Se convirtió en mi oración preferida para ayudarme
a construir mi sistema inmune espiritual
Hace algunos años, mientras charlaba con
una amiga que había llegado al catolicismo en gran parte gracias a su encuentro
con el Rosario, admití arrepentida que mi propia valoración de la devoción,
desde mi catolicismo de toda la vida, era poco fructífera.
Tardaba muchísimo, me quejé. Ella no estaba de
acuerdo, pero admitió que quizás la oración se le hacía más rápida porque ella
solía omitir el Credo apostólico del principio.
“Directamente
te metes de lleno, ¿no?” Pregunté. “Bueno, beso el crucifijo y luego digo
‘Bueno, ya sabes, creo en todo eso y luego empiezo”.
Cuando
pensaba en ello más tarde, me di cuenta de que yo tenía el hábito de
apresurarme durante el Credo, tan rápido y tan inconsciente que, básicamente,
lo omitía del Rosario. Mi amiga al menos reconocía que creía en todo lo que
contenía el Credo, aunque no lo pronunciara al completo. Yo lo recitaba en
piloto automático, así que lo convertía en un ejercicio totalmente vacuo.
Las palabras
sin ideas son peligrosas y volubles, para empezar, pero, en cualquier caso,
¿qué tipo de locura es repetir “Creo… Creo… Creo…” sin prestar atención a lo
que viene a continuación? En un mundo lleno de cosas “visibles e invisibles”,
¿qué tipo de estropicio creará semejante inconsciencia para las fuerzas de la
luz y la oscuridad que luchan por nosotros?
Imaginaba a
los ángeles diciendo en mi defensa: “Está pronunciando las palabras; una
declaración imperfecta sigue siendo una declaración”.
“Una
declaración sin raíz”, respondían entre risas los demonios. “Se derrumbará al
primer desafío”.
Era cierto, y
yo lo sabía.

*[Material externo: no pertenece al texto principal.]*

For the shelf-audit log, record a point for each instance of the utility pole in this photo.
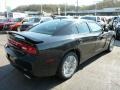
(65, 8)
(77, 9)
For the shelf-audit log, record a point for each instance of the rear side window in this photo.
(83, 28)
(36, 20)
(71, 29)
(94, 27)
(89, 18)
(50, 27)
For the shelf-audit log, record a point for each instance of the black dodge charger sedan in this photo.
(57, 47)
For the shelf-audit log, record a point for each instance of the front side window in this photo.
(94, 27)
(83, 28)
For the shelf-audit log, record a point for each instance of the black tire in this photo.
(110, 48)
(60, 70)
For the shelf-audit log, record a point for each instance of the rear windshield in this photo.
(50, 27)
(89, 18)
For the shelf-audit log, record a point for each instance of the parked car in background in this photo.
(34, 21)
(2, 23)
(63, 17)
(17, 24)
(99, 19)
(57, 47)
(6, 23)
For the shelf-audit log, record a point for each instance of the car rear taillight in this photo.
(25, 47)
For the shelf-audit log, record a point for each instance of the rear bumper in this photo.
(31, 65)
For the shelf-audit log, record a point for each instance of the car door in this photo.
(86, 41)
(99, 34)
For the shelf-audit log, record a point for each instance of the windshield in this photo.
(50, 27)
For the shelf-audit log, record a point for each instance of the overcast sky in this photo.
(15, 3)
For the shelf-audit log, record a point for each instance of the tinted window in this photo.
(83, 28)
(89, 18)
(50, 27)
(71, 29)
(36, 20)
(94, 27)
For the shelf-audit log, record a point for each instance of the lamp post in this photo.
(65, 8)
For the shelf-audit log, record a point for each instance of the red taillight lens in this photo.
(25, 47)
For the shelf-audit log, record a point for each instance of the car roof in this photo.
(74, 20)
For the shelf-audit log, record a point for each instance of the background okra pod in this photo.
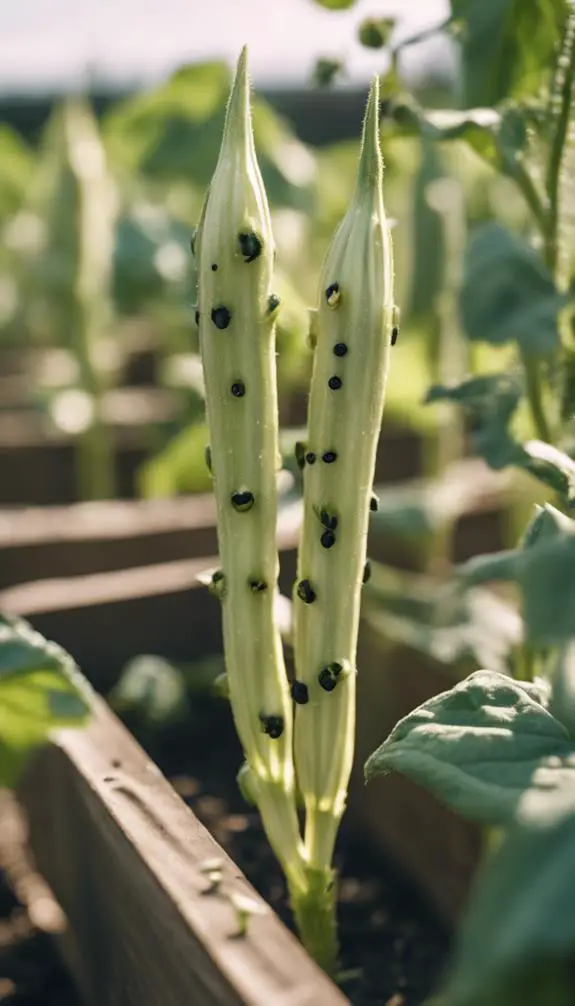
(354, 329)
(236, 311)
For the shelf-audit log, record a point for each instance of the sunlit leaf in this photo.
(507, 295)
(375, 32)
(517, 942)
(506, 46)
(478, 746)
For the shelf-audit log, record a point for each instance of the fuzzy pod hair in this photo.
(234, 253)
(354, 333)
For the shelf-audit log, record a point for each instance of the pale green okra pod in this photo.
(354, 330)
(235, 312)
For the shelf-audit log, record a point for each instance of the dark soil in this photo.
(392, 946)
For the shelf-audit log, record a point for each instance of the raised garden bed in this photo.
(121, 592)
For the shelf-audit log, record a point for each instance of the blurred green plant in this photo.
(41, 690)
(498, 747)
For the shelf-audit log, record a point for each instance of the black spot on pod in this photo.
(306, 592)
(300, 452)
(333, 295)
(217, 585)
(242, 501)
(273, 303)
(328, 539)
(300, 692)
(221, 317)
(272, 725)
(249, 245)
(328, 676)
(328, 520)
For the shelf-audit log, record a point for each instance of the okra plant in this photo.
(307, 757)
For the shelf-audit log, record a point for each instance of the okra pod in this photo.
(354, 331)
(236, 311)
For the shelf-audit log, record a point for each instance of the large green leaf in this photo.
(40, 690)
(507, 295)
(506, 45)
(517, 944)
(478, 746)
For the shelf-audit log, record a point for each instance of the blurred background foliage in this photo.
(97, 214)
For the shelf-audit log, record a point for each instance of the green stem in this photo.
(561, 113)
(315, 913)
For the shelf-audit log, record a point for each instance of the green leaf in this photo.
(546, 576)
(562, 703)
(545, 572)
(326, 70)
(173, 134)
(548, 522)
(477, 127)
(40, 690)
(517, 942)
(552, 467)
(16, 166)
(491, 402)
(478, 746)
(180, 467)
(462, 630)
(506, 46)
(507, 295)
(375, 32)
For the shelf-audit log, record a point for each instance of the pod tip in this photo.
(371, 162)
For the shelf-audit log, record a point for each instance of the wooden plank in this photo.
(124, 856)
(106, 619)
(40, 542)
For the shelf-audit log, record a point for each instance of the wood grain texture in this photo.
(124, 856)
(81, 538)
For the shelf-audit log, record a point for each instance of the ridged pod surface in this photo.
(235, 312)
(354, 329)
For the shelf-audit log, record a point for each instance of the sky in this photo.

La “niña” ficticia de Flannery O’Connor quizás pensara que “podría
ser una mártir si la mataban lo bastante rápido”, pero mi incapacidad para
concentrarme durante una declaración sólida de fe durante el periodo aproximado
de 30 segundos no hablaba muy bien de mis propias posibilidades… El martirio
crea santos, pero la convicción que apoya al testigo heroico debe fundamentarse
en algo.
Agradecida
por lo que consideré una instigación angelical, tomé la decisión consciente de
afrontar de forma renovada el Credo apostólico. Empecé a rezarlo con plena
consciencia, todos los días, aunque no estuviera empezando un Rosario. Por
primera vez en mi vida, de verdad estaba reflexionando sobre lo que decía y de
hecho me reafirmaba de corazón con cada parte: Sí, creo en Dios Padre; sí, creo
en Jesucristo, Su Hijo. Sí, creo en que Jesús fue concebido por el Espíritu
Santo y nacido de la Virgen María. Sí, creo. Creo en
esto.
Y algo
extraordinario sucedió. Pude sentir que se fortalecía mi conexión con
Jesucristo y Su iglesia. Con cada consentimiento me daba cuenta de que
conectaba y me amoldaba a un “SÍ” gigante y constante de Dios, que formó y
mantiene toda la creación. Pasé de acelerar este prefacio y oración a
regodearme en él, a meditar sus misterios, a encontrar consuelo dentro de cada
idea y, con el tiempo, a descubrir toda una nueva confianza en mi fe.
El Credo
apostólico se convirtió en mi oración preferida en momentos de estrés, ya fuera
sentada en la silla del dentista o en una sala de emergencias. El apoyo
fundacional para todos los “pequeños martirios” de la vida que nos condicionan
ante lo que nos espera: Creo en la
comunión de los santos, el perdón de los pecados, la resurrección de la carne y
la vida eterna.
Esas palabras
son armas capaces de protegernos en medio de la desolación y el miedo.
Amar el Credo
apostólico significó ir más lejos; significó estar presente para ese otro Credo
que desafiaba mi paciencia, el Credo niceno que declaramos cada domingo.
Significó anticiparme a un recitado mecánico y de mente abstraída para poder
sumergirme mejor en sus profundidades inescrutables —nacido del Padre antes de todos los siglos—
y luego hacer mía la oración lo mejor que supiera.
En la
exquisita novela In This House of
Brede [En esta casa de Brede], de Rumer Godden, una monja
benedictina contempla los primeros y confusos efectos colaterales del Concilio
Vaticano Segundo y afirma: “La Iglesia ha tenido una intoxicación sanguínea;
creo que porque ha perdido el desinfectante del Credo”.
Nuestro
tiempo no es menos problemático. El buen desinfectante de nuestros Credos puede
ayudarnos a construir nuestros sistemas inmunes espirituales, a hacerlos lo
bastante fuertes como para soportar martirios grandes y pequeños.